问题
I have two XML, before and after the user has edited them. I need to check that user have only added new elements but have not deleted or changed old ones.
Can anybody suggest to me a good algorithm to do that comparison?
Ps: My XML has a very trivial schema, they only represent an object's structure (with nested objects) in a naive way. There are few allowed tags, <object> tag can only contains <name> tag, <type> tag or a <list> tag. The <name> and <type> tag can only contain a string; <list> tag instead can contain a <name> tag and a single <object> tags (representing the structure of objects in the list). The string in the <name> tag can be freely choosen, the string in <type> tag instead can be only "string" , "int" , "float" , "bool" , "date" or "composite".
Here an example :
<object>
<name>Person</name>
<type>composite</type>
<object>
<name>Person_Name</name>
<type>string</type>
</object>
<object>
<name>Person_Surname</name>
<type>string</type>
</object>
<object>
<name>Person_Age</name>
<type>int</type>
</object>
<object>
<name>Person_Weight</name>
<type>float</type>
</object>
<object>
<name>Person_Address</name>
<type>string</type>
</object>
<object>
<name>Person_BirthDate</name>
<type>date</type>
</object>
<list>
<name>Person_PhoneNumbers</name>
<object>
<name>Person_PhoneNumber</name>
<type>composite</type>
<object>
<name>Person_PhoneNumber_ProfileName</name>
<type>string</type>
</object>
<object>
<name>Person_PhoneNumber_CellNumber</name>
<type>string</type>
</object>
<object>
<name>Person_PhoneNumber_HomeNumber</name>
<type>string</type>
</object>
<object>
<name>Person_PhoneNumber_FaxNumber</name>
<type>string</type>
</object>
<object>
<name>Person_PhoneNumber_Mail</name>
<type>string</type>
</object>
<object>
<name>Person_PhoneNumber_Social</name>
<type>string</type>
</object>
<object>
<name>Person_PhoneNumber_IsActive</name>
<type>bool</type>
</object>
</object>
</list>
</object>
回答1:
You said:
I need to check that user have only added new elements
but have not deleted or changed old ones.

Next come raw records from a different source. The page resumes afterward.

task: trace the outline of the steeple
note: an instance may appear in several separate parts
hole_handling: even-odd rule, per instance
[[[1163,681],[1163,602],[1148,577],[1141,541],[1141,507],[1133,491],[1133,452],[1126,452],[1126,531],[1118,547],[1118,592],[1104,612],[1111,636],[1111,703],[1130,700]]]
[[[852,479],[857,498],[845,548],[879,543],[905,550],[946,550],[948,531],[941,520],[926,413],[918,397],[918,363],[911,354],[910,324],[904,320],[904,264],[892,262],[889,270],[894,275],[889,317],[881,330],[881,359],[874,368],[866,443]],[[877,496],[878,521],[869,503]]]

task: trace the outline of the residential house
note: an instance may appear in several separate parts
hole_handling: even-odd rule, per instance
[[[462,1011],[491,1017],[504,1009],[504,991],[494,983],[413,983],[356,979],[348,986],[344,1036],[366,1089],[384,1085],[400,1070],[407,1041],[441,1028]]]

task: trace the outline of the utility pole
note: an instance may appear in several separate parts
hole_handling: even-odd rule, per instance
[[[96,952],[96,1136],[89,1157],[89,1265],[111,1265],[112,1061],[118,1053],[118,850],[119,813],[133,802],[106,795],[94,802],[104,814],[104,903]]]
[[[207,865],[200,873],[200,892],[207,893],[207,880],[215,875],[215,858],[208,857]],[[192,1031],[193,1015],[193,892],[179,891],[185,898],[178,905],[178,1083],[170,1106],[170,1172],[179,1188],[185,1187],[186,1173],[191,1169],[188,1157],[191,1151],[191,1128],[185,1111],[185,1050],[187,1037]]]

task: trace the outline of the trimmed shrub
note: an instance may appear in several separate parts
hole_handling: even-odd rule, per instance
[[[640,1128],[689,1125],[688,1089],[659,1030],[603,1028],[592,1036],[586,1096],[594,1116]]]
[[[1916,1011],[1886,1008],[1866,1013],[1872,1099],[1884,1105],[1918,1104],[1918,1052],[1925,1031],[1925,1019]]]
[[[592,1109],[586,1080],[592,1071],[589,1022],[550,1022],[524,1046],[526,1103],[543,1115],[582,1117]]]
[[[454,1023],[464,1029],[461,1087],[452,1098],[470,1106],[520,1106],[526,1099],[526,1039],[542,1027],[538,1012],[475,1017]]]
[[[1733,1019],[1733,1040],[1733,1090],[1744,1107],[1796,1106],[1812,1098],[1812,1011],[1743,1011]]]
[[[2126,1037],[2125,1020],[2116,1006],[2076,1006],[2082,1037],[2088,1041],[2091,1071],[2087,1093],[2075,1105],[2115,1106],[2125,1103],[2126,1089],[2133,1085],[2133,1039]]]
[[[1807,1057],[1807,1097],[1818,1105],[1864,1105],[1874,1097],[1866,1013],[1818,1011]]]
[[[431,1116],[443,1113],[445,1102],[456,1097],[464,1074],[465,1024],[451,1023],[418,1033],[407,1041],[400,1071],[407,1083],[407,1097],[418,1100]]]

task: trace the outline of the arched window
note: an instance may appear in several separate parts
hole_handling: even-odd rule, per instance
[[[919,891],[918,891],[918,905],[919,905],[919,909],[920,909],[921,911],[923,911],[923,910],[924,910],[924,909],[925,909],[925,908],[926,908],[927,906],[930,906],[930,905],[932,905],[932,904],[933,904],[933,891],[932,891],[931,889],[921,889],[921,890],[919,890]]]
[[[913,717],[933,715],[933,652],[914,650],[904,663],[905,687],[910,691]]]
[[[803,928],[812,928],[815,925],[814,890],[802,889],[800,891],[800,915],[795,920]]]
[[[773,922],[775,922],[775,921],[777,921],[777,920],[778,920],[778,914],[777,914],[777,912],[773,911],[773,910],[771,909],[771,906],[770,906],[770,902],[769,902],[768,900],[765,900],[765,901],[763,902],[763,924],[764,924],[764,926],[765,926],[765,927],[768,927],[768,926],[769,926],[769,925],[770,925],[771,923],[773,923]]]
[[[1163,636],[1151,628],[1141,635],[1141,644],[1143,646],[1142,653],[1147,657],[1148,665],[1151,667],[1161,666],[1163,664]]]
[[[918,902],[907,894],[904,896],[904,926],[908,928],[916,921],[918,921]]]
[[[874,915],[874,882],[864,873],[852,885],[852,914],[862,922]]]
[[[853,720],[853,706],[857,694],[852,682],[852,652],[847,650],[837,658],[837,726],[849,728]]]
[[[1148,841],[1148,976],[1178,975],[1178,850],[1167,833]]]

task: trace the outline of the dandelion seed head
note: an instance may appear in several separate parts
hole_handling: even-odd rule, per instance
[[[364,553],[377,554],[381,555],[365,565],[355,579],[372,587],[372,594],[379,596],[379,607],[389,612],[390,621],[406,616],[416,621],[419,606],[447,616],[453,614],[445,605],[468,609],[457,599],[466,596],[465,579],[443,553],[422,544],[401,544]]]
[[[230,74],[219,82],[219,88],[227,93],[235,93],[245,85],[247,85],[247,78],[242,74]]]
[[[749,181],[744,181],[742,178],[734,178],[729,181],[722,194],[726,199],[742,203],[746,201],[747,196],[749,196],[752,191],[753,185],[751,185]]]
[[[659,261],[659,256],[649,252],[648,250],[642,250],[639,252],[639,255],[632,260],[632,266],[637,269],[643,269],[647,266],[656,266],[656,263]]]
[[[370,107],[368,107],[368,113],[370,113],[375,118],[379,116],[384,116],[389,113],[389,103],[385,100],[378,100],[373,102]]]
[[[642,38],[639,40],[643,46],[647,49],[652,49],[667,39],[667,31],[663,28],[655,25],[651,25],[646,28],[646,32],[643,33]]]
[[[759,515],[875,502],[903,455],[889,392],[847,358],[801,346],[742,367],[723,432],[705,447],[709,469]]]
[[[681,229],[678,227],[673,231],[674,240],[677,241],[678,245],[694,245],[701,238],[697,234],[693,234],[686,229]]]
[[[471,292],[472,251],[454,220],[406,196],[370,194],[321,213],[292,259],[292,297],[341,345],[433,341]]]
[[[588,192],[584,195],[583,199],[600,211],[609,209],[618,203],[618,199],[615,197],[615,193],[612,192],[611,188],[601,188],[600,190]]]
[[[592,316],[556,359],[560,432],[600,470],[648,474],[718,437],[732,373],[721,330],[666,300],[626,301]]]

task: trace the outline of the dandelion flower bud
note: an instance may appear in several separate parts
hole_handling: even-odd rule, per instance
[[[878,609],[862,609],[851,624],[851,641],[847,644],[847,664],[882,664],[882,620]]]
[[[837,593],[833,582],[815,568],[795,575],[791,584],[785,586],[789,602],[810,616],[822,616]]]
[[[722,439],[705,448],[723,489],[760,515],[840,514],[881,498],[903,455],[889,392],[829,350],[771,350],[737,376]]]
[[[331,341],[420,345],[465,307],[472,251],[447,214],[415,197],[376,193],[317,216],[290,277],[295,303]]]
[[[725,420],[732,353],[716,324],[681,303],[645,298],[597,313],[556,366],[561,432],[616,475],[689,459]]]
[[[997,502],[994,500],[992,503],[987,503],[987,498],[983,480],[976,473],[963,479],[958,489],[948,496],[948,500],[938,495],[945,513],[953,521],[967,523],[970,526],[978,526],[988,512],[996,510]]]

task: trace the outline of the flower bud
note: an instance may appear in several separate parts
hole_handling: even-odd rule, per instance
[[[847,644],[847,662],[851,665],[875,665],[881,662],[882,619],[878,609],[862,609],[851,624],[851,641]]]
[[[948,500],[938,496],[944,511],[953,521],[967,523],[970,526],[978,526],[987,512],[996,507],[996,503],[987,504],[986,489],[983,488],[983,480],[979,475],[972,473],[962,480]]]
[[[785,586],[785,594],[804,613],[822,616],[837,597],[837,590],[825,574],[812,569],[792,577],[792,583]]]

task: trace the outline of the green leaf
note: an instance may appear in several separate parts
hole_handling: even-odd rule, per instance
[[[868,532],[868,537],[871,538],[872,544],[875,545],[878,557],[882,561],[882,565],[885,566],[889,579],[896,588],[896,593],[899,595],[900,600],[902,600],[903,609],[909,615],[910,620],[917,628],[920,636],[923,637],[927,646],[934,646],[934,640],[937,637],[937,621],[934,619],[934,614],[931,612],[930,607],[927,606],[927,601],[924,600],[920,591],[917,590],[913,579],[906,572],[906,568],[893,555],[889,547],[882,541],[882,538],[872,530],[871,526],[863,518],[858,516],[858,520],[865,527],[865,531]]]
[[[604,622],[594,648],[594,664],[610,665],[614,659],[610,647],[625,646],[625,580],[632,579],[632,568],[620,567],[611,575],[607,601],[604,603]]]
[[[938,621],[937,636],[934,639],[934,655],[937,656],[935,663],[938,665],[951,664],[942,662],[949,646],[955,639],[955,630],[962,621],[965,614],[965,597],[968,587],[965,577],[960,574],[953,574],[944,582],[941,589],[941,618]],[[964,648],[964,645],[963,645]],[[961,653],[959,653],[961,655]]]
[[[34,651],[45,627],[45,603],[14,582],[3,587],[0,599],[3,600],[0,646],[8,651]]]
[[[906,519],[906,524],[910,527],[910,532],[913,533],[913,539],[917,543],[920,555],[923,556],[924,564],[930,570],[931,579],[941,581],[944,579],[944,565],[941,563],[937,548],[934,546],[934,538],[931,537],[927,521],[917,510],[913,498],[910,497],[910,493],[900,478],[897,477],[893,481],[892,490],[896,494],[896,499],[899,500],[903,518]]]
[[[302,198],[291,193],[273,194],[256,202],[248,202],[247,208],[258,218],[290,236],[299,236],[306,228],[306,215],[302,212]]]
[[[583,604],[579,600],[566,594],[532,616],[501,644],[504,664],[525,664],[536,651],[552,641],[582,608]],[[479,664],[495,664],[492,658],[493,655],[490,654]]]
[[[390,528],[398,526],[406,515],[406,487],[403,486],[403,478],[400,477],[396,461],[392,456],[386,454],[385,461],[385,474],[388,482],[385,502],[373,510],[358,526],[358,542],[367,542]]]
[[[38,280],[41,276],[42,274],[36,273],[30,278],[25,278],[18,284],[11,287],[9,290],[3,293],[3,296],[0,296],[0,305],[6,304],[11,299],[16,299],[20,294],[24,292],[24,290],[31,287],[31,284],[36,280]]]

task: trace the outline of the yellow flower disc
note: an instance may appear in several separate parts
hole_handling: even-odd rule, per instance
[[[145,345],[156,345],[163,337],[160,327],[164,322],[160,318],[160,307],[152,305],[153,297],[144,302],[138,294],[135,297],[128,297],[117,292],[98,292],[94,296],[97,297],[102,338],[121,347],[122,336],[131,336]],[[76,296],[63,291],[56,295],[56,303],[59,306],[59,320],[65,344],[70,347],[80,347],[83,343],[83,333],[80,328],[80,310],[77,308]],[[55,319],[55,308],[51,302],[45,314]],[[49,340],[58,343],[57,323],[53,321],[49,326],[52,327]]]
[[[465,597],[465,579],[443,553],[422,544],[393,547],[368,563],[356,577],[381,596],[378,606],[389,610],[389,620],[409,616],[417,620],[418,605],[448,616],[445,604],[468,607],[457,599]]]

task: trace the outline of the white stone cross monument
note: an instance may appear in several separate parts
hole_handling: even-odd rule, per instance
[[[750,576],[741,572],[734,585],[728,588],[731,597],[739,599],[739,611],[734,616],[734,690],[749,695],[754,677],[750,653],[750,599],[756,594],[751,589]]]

Can you be more precise about what you mean?
For example, if I insert a new "object" element somewhere, I've changed every element it's inside of, right? As many lists and other objects as contain it. In fact, any insertion at all is a change to the root element.
So, presumably you want to not count changes that change nothing but the root element. How about adding a new item to the list you show? Do you want the list to count as changed? Or what if the objects in the list, or the list itself, are moved to new places without having their content changed at all?
Each of those possibilities is pretty easy to write, but one has to decide what counts as a change first.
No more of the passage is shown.